Wanneer een kip bijvoorbeeld een maïskorrel doorslikt, komt het via de slokdarm (oesophagus) eerst in de krop terecht. Dit is een groot orgaan, gelegen in de borst van kip, waarin voedsel weekt in vocht en zo zachter wordt. Omdat kippen vooral hard voedsel eten, is dit een belangrijk onderdeel van de vertering. Een krobverstopping kan voorkomen, lees hier meer over.
Twee magen
Na de krop komt het voedsel in de eerste van twee magen terecht. Dit wordt de kliermaag genoemd. In deze maag voegt het lichaam maagsappen toe die helpen bij de afbraak van ruw voedsel.
Na de kliermaag gaat het voedsel door naar de spiermaag. Dit is de maag waarin het voedsel met behulp van spierwerking wordt gekneed en kapot gemaakt.
De kip gebruikt hiervoor steentjes , ook wel grit of maagkiezel genoemd. die het eerder heeft ingeslikt. Zonder deze steentjes wordt het eten onvoldoende vermalen. Het is daarom goed om grit beschikbaar te stellen aan de kip. Dit bevat mineralen en helpt bij een gezonde vertering. Het meest ideale is om het kippengrit in een apart bakje aan de kippen aan te bieden. Zo kan je controleren of het wordt ingenomen.
Darmstelsel
Wanneer het voedsel voldoende is vermalen en de maagsappen hun werk hebben gedaan, gaat het voedsel door naar de darmen. In de dunne darm worden de meeste voedingsstoffen opgenomen. In twee blindedarmen worden vervolgens de meeste vezels opgenomen, evenals vocht.
De kip beschikt niet over een aparte anus en plasbuis, zoals veel zoogdieren. Via de endeldarm worden de reststoffen, veelal onverteerbare stoffen, uitgescheiden door de cloaca.
Dunnedarm en dikke darm mest
Er bestaat een verschil tussen de mest die een kip ’s ochtends en de rest van de dag produceert. ’s Ochtends komt de mest vrijwel direct uit de dunne darm. De ontlasting is dunner en meestal bruin. Deze mest wordt wel eens verward met diarree, maar is volkomen normaal. Later op de dag wordt er mest uitgescheden die langer in de dikke darm heeft gezeten. Deze mest is wat dikker en heeft vaak wat meer groene kleuren.

Luchtwegen
De neusgaten van een kip zijn gelegen bovenin en een beetje achterop de snavel van het dier.
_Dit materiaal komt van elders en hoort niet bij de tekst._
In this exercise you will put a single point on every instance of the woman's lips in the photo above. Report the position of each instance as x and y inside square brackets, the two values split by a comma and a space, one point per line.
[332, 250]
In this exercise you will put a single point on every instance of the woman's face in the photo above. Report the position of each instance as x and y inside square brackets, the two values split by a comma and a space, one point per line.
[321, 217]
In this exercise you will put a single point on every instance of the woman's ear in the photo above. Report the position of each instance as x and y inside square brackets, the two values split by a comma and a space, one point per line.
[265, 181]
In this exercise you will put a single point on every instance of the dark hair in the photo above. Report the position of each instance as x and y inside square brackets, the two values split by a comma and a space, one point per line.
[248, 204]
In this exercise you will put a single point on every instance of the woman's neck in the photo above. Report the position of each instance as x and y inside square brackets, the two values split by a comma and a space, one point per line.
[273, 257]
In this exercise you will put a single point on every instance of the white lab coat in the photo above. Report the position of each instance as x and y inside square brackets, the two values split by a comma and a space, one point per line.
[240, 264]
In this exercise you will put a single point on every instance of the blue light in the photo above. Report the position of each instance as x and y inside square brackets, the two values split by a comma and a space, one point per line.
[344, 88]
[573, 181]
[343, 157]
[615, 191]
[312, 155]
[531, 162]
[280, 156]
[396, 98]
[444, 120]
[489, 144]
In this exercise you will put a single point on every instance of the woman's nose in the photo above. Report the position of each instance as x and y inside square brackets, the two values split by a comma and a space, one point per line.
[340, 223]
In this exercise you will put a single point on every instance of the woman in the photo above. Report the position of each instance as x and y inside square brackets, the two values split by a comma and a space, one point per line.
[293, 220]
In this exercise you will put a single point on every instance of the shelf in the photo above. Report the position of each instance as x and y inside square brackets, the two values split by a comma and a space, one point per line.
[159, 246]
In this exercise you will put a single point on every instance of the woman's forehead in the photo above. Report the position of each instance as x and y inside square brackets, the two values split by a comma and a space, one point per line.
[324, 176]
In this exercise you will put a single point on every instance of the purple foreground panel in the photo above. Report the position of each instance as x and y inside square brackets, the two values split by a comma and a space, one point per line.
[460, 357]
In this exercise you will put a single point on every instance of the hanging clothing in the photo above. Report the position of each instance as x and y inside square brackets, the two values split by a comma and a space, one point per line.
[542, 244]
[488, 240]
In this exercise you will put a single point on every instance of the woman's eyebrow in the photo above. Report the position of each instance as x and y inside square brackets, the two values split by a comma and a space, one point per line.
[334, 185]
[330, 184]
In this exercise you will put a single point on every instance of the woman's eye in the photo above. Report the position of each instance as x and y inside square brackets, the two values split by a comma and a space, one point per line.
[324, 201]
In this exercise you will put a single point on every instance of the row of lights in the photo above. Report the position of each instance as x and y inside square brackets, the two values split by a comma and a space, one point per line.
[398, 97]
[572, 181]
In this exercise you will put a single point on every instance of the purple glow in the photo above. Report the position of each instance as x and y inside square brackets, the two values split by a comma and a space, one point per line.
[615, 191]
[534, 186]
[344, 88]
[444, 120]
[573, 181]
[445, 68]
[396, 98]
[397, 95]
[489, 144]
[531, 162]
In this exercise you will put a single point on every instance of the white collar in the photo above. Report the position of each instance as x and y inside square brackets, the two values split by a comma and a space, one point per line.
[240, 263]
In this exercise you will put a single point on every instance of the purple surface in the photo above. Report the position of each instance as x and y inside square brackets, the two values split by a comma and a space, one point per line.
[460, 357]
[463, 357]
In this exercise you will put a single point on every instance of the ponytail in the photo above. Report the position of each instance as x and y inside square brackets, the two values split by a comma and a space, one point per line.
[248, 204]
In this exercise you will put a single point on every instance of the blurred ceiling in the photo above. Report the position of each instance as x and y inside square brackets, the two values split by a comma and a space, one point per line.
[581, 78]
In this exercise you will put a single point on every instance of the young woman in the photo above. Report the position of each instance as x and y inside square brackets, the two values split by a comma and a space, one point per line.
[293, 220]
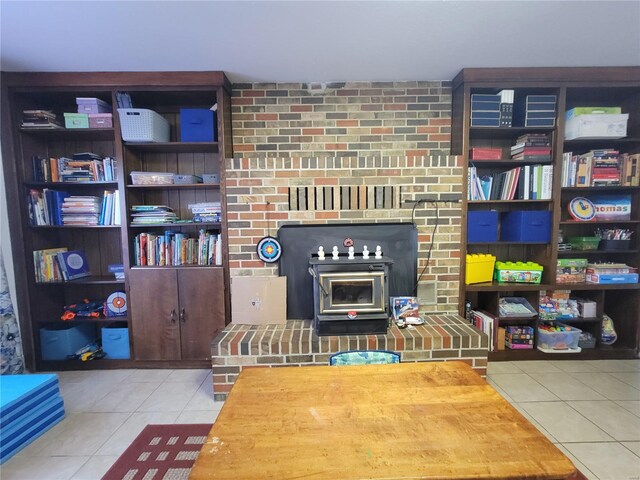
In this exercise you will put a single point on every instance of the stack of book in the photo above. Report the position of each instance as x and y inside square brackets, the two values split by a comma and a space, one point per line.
[152, 214]
[59, 264]
[487, 323]
[600, 168]
[175, 248]
[534, 147]
[206, 212]
[506, 107]
[83, 167]
[110, 212]
[34, 119]
[630, 170]
[45, 206]
[529, 182]
[485, 110]
[537, 111]
[81, 210]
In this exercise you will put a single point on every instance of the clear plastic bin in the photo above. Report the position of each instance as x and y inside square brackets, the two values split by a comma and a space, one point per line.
[151, 178]
[564, 340]
[142, 125]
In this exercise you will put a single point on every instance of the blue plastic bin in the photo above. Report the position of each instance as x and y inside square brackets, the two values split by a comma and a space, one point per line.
[115, 342]
[197, 125]
[482, 226]
[526, 226]
[59, 341]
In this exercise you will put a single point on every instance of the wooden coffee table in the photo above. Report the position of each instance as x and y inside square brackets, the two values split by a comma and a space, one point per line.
[401, 421]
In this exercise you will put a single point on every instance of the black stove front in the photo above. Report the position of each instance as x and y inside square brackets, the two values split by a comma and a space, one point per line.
[351, 297]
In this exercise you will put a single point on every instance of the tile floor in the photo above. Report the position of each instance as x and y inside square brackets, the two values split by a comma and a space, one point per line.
[590, 409]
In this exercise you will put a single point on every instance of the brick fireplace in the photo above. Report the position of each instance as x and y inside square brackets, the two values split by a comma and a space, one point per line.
[357, 153]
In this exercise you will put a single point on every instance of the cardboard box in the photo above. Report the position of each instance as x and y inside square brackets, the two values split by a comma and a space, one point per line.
[259, 300]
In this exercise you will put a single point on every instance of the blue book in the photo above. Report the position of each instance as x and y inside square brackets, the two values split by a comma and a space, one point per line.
[73, 264]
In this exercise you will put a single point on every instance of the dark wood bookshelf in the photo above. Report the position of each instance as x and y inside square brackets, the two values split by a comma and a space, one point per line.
[173, 147]
[598, 222]
[69, 227]
[175, 186]
[202, 292]
[92, 280]
[69, 184]
[508, 202]
[70, 133]
[573, 87]
[177, 225]
[122, 319]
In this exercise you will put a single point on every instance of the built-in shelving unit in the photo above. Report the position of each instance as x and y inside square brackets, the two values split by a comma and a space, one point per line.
[573, 87]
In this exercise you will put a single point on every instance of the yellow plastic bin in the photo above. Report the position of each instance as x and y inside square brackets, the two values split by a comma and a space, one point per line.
[518, 272]
[479, 268]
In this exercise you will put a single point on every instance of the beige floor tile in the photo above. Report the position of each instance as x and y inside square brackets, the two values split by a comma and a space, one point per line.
[127, 397]
[608, 461]
[80, 397]
[95, 467]
[533, 421]
[82, 434]
[503, 367]
[149, 375]
[42, 468]
[631, 378]
[169, 397]
[122, 438]
[578, 464]
[633, 446]
[606, 385]
[574, 366]
[564, 423]
[522, 388]
[566, 387]
[500, 390]
[630, 405]
[617, 365]
[537, 366]
[612, 418]
[188, 376]
[198, 416]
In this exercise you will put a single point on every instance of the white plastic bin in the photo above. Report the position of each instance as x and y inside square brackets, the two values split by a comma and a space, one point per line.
[142, 125]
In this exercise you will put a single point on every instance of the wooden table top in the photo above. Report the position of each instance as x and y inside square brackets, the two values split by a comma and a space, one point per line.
[435, 420]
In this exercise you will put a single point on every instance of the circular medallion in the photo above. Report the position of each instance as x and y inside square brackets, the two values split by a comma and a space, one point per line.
[582, 209]
[117, 304]
[269, 250]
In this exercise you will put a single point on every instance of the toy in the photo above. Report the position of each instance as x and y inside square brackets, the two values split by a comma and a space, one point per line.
[84, 309]
[92, 351]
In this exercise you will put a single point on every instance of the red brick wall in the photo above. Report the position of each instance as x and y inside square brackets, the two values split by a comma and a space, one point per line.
[394, 135]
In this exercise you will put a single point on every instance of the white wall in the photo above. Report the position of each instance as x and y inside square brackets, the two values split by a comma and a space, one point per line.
[5, 240]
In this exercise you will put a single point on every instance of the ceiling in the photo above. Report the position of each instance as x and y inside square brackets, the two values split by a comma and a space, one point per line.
[316, 41]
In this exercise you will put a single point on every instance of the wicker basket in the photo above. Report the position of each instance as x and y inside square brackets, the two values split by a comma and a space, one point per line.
[142, 125]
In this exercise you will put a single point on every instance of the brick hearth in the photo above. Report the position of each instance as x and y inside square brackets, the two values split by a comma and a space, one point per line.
[442, 337]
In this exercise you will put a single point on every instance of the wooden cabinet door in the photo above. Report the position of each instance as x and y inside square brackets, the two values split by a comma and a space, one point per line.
[154, 314]
[201, 292]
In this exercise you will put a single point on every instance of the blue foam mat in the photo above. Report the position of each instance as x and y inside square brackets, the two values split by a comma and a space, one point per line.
[27, 436]
[26, 421]
[15, 390]
[29, 406]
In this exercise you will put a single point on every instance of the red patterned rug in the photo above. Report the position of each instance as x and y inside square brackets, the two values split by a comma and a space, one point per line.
[160, 452]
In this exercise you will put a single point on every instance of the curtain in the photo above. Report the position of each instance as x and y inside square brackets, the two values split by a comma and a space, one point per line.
[11, 357]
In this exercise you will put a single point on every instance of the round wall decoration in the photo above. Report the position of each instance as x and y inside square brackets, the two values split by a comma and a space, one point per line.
[269, 249]
[582, 209]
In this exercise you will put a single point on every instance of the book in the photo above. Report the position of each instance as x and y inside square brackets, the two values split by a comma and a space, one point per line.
[73, 264]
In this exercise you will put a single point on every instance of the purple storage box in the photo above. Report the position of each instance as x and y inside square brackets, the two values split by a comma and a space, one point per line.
[100, 120]
[92, 105]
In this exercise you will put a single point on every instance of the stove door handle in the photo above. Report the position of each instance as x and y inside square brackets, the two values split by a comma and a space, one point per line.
[312, 272]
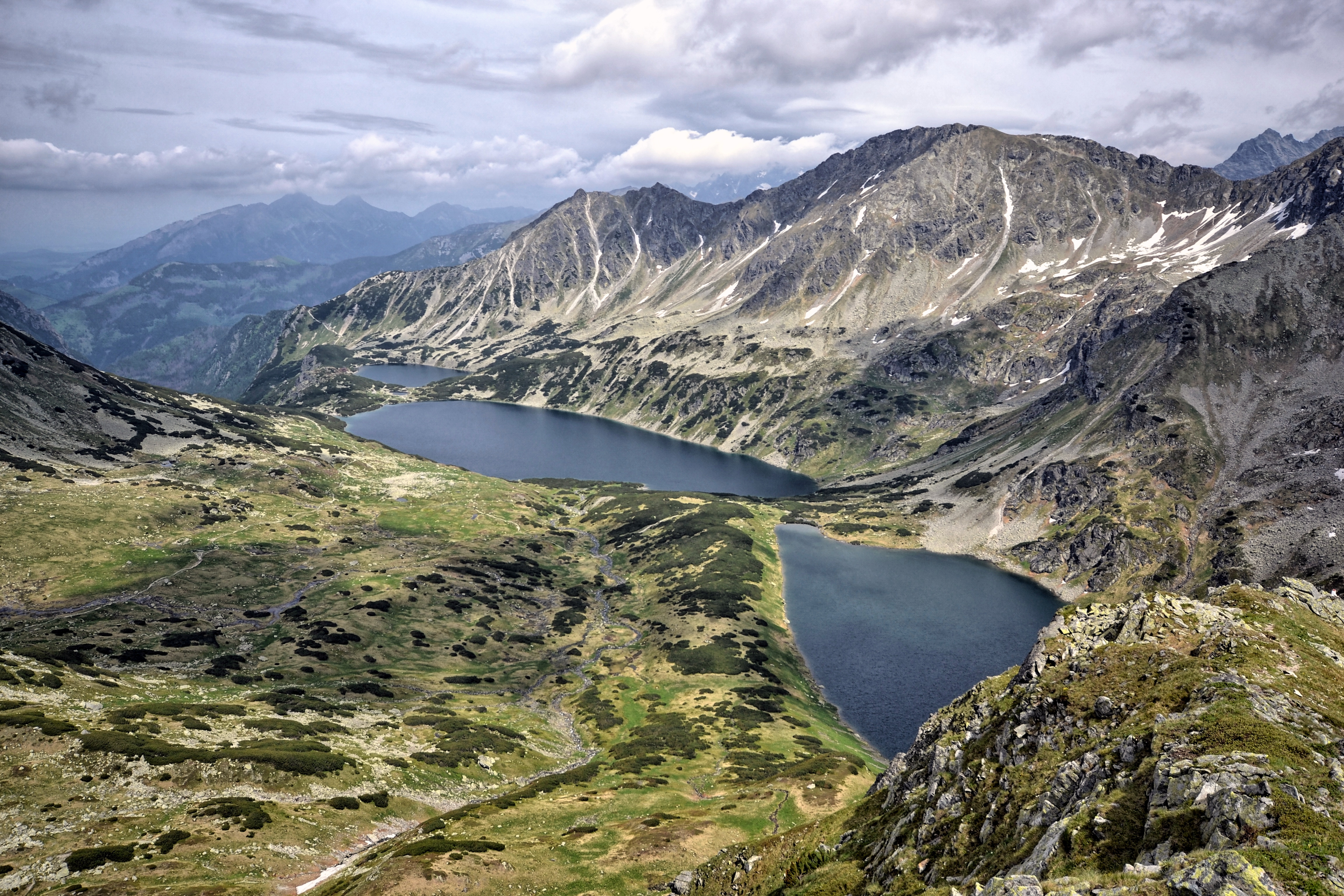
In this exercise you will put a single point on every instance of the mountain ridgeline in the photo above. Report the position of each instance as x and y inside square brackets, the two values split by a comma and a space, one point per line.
[293, 226]
[1269, 151]
[1112, 375]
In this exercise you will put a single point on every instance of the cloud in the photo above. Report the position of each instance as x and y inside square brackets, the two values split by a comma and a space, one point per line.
[430, 62]
[702, 42]
[41, 57]
[252, 124]
[693, 45]
[1326, 111]
[58, 99]
[132, 111]
[355, 121]
[689, 156]
[375, 162]
[368, 162]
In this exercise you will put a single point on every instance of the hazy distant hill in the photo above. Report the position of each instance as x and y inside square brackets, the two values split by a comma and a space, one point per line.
[293, 226]
[1269, 151]
[725, 189]
[178, 298]
[22, 318]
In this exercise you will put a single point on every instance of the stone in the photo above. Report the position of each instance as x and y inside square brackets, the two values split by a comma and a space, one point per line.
[1224, 874]
[1013, 886]
[1230, 817]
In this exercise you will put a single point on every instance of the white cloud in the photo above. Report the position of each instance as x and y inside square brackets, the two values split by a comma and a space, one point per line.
[374, 162]
[689, 156]
[708, 42]
[693, 45]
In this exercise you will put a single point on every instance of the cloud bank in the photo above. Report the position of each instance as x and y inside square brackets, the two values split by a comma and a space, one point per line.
[377, 162]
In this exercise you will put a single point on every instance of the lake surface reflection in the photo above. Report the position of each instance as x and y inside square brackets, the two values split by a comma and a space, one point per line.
[408, 374]
[517, 442]
[893, 636]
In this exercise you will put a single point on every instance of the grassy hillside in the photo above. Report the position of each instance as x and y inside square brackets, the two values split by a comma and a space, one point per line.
[291, 647]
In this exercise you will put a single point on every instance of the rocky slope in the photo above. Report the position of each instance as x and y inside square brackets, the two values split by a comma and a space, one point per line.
[33, 323]
[1269, 151]
[175, 299]
[1154, 746]
[240, 648]
[293, 226]
[905, 238]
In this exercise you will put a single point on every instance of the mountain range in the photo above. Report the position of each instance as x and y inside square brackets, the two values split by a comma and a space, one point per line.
[1269, 151]
[1112, 375]
[293, 226]
[174, 299]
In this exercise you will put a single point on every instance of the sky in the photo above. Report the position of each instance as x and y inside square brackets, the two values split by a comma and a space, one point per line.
[122, 116]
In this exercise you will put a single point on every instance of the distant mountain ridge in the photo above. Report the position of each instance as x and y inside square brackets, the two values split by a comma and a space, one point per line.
[1269, 151]
[36, 324]
[175, 299]
[293, 226]
[725, 189]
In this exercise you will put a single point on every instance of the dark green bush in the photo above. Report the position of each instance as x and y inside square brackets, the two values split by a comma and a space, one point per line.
[32, 717]
[601, 713]
[718, 657]
[441, 846]
[94, 856]
[302, 758]
[170, 839]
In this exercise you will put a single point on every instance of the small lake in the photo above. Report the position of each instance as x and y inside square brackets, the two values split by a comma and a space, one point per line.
[515, 442]
[892, 636]
[408, 374]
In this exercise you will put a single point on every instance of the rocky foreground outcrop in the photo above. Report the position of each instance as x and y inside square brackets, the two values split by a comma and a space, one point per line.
[1163, 745]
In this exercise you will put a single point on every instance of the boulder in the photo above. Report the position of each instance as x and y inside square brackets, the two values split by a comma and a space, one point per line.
[1224, 874]
[1014, 886]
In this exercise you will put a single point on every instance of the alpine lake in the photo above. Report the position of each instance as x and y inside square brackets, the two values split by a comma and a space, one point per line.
[889, 635]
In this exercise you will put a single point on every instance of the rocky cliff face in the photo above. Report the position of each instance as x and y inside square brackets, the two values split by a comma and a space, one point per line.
[1269, 151]
[1161, 745]
[36, 324]
[1064, 407]
[914, 230]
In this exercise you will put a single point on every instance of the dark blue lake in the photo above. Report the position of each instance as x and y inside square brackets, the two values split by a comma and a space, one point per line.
[408, 374]
[893, 636]
[517, 442]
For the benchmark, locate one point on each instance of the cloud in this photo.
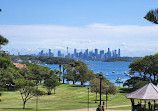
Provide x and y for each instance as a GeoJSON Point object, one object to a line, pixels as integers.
{"type": "Point", "coordinates": [102, 36]}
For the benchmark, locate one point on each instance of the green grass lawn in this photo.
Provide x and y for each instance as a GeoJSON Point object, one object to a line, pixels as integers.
{"type": "Point", "coordinates": [67, 97]}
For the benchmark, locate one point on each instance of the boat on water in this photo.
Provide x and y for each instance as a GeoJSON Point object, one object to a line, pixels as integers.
{"type": "Point", "coordinates": [125, 72]}
{"type": "Point", "coordinates": [113, 71]}
{"type": "Point", "coordinates": [118, 80]}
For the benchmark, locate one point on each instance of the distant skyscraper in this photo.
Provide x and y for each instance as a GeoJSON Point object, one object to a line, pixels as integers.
{"type": "Point", "coordinates": [96, 52]}
{"type": "Point", "coordinates": [80, 54]}
{"type": "Point", "coordinates": [59, 53]}
{"type": "Point", "coordinates": [119, 53]}
{"type": "Point", "coordinates": [86, 52]}
{"type": "Point", "coordinates": [109, 53]}
{"type": "Point", "coordinates": [50, 53]}
{"type": "Point", "coordinates": [67, 51]}
{"type": "Point", "coordinates": [41, 53]}
{"type": "Point", "coordinates": [101, 52]}
{"type": "Point", "coordinates": [75, 51]}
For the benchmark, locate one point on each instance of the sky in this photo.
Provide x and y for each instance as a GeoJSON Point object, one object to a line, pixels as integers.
{"type": "Point", "coordinates": [35, 25]}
Frisse lucht wordt ingeademd en gaat via luchtpijp (trachea) naar de longen. Hier gaat de lucht door een fijn netwerk van luchtvaatjes waarlangs bloed stroomt. Op deze wijze wordt het hele lichaam voorzien van zuurstofrijk bloed.
De luchtwegen zijn een gevoelig onderdeel van de kip. Veel bacteriën en virussen tasten de luchtwegen (tijdelijk) aan na besmetting. Hier vind je een aparte pagina over luchtweginfecties.
Eiproductie
Een gezonde legkip ligt gemiddeld zo’n 250 tot 300 eieren per jaar. Dit is wel sterk van het ras afhankelijk. Het produceren van een ei is dan ook een vrij snel proces dat ongeveer 24 uur in beslag neemt. Het grootste deel van de tijd wordt in beslag genomen door het vormen van de harde schaal.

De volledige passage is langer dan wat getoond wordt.